あれから8年 何故か今懐かしいノンちゃん。

2019年3月11日(月曜日)

東北の大震災から8年経った日、終日寒い風雨に見舞われた。8年前の現地も時間とともに雪が降り始めていた。その日、夜間に南三陸町が津波によって壊滅、というニュースが流れた。そこは弟一家が住む町だった。
音信が無いまま数日経過し、弟の友人から四日経った日に無事の知らせを受けた。一家は山間に入った場所に住んでいたため難を逃れ、子どもたちが通っていた学校は高台にあったので無事だったという。

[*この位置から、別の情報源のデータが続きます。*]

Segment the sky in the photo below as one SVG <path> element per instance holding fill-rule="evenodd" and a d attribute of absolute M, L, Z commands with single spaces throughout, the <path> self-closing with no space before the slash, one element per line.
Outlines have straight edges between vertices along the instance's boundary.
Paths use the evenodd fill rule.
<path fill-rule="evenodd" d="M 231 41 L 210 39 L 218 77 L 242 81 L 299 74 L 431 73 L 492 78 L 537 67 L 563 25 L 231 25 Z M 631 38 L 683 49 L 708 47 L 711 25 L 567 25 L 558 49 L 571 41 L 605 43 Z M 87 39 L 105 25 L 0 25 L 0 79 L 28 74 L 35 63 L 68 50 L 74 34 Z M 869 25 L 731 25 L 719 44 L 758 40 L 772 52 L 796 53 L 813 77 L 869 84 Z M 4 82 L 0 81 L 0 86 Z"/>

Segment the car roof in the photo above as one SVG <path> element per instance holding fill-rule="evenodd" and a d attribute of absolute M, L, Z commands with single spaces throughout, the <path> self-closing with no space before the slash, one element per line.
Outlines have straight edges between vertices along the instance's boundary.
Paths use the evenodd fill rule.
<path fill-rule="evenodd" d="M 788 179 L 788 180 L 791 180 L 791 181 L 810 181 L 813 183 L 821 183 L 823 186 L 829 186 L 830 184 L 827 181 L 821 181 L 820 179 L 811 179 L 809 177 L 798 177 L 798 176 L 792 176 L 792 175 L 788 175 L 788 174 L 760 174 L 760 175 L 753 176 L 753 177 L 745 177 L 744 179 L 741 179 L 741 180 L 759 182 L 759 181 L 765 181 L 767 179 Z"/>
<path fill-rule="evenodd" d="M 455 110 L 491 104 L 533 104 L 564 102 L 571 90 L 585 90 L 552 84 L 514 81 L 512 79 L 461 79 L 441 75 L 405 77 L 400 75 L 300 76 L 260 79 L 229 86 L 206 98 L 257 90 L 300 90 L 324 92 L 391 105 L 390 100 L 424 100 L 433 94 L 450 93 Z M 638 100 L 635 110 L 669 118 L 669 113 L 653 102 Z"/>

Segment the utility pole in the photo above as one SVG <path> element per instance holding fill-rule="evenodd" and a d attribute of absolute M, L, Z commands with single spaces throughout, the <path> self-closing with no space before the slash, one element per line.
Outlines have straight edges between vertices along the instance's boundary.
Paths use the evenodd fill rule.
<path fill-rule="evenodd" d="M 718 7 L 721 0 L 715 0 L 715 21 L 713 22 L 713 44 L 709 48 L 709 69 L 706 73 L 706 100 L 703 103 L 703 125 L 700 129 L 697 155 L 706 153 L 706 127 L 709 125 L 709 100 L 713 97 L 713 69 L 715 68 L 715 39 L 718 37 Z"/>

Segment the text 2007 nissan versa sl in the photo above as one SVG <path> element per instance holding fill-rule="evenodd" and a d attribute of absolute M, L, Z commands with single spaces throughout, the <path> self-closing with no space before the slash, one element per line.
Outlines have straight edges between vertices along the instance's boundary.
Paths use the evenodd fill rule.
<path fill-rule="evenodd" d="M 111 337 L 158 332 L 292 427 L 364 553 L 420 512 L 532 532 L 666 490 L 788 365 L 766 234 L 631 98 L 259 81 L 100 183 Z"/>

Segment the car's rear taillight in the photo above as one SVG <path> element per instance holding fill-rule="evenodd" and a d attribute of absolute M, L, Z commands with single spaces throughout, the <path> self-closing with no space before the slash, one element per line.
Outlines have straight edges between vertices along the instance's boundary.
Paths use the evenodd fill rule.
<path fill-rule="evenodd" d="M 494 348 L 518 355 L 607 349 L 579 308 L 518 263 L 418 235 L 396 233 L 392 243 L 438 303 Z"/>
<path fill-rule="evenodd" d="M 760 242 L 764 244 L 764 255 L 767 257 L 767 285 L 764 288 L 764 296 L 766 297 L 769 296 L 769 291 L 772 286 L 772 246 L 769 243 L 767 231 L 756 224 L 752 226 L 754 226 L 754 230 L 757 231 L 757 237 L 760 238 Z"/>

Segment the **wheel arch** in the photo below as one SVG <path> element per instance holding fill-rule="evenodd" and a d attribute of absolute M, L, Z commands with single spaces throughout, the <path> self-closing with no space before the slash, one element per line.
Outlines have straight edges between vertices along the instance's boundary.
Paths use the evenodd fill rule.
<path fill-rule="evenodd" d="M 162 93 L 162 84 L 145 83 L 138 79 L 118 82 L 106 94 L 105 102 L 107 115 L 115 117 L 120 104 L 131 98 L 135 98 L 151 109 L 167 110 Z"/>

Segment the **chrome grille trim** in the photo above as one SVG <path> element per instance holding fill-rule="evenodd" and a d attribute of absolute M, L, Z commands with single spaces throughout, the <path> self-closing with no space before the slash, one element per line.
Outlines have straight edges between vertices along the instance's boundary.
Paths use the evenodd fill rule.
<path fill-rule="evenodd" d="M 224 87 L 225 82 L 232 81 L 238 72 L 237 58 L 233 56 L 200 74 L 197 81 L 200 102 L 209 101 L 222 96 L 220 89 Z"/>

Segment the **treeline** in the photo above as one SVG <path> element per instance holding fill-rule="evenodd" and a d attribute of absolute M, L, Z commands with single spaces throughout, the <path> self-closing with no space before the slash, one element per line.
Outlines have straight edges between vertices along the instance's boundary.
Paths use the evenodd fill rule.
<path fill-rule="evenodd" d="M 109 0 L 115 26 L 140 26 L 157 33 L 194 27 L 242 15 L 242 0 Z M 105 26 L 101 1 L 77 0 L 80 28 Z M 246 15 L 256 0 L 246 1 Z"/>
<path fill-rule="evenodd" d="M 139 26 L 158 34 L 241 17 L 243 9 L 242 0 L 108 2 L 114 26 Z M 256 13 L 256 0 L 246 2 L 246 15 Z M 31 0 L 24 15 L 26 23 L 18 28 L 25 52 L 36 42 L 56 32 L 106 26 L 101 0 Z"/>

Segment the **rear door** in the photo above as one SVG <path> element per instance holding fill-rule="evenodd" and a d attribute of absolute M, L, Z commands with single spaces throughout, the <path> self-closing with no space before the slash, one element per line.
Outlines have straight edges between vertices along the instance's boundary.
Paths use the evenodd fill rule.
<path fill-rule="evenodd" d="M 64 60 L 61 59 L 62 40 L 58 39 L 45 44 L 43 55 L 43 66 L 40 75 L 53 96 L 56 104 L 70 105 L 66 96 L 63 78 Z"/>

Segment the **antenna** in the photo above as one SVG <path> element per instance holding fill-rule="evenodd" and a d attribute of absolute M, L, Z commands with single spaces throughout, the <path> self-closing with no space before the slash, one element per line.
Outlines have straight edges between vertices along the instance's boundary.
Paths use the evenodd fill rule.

安否は友人のネットワーク、および衛星携帯電話、Twitter、Google Person Finderなどメディアを経由して確認された。この間、一家は被災された家族の世話などに忙殺されていたといい、繋がった電話所の元気な声に胸をなで下ろした。高台の校舎から、波に呑まれていく町を見ていた生徒が気を失って倒れた、という姪の話はとてもショッキングだった。被災地は弟、子供、義弟などの家族が住んでいて暗澹たる思いだった。

ところで原発被災者とそのふる里の現状も辛い。今夜、新たな公共施設など現地のシンボリックな場所をきれいに拾って映し、それで良しとしたテレビ局があった。しかしいまだ多くの人が不安定な身分のまま、解決されないストレスを抱えて転々とせざるを得ない状況がある。
この現実に対して、交通事故に比べれば、原発災害は死亡が少なく些細という言説が見られ、本当に悲しくなる。

仮に一家に一台原子力炊飯器などがあり、それが事故を起こしたのなら、無理してでも交通事故と比較すればいい。交通事故は深刻だが、それによって何の非も無い10数万人の地域住民が、一夜にして転校、転職、転院、離郷を強いられることが普通に起こるだろうか。未経験、異質の大事態に対して、奇妙な比喩を持ち出し、二分して切り捨てようとする。苦しむ同胞に対する何という冷酷さ。かってない無謀な論調は、二分法が基礎であるコンピュータが社会にもたらした悪しき水脈の現れなのか、本当に情けなくて悲しい。

話変わって亡き仙台の妹は、30年ほど前、当地でノンちゃんというペルシャ猫を飼っていた。
ある日、旅行に行くので預かってといって猫が家に来た。気が強く、人を寄せ付けないといわれていたノンちゃんは当然私に懐かない。触ろうとするとフゥーッ!と爪を立て、近づくこともままならなかった。
折角の美形が台無しだった。
何とかしてみたいと思い、毎日の食事時間ごと、容器をわずかずつ自分に近づけ、寝転がりながら「ノンちゃん、ノンちゃん」と精一杯優しく呼んでみた。何日かすると、私のすぐそばで食べるようになり、ある日そっと触った。触る場所によっては厭がる素振りもあったが、そのうち頭や背中などを撫でると喉を鳴らすまでになった。

懐かしいノンちゃん。

 

一週間はかかったか、ついに膝に乗るようになった。帰ってきた妹が見て、エッと言って絶句した。

あまり厳しくしないでね、と妹に告げ、以来仲良く暮らした。
ちなみにノンちゃんはある女優さんの所から姉を経て妹の許へ来たということでした。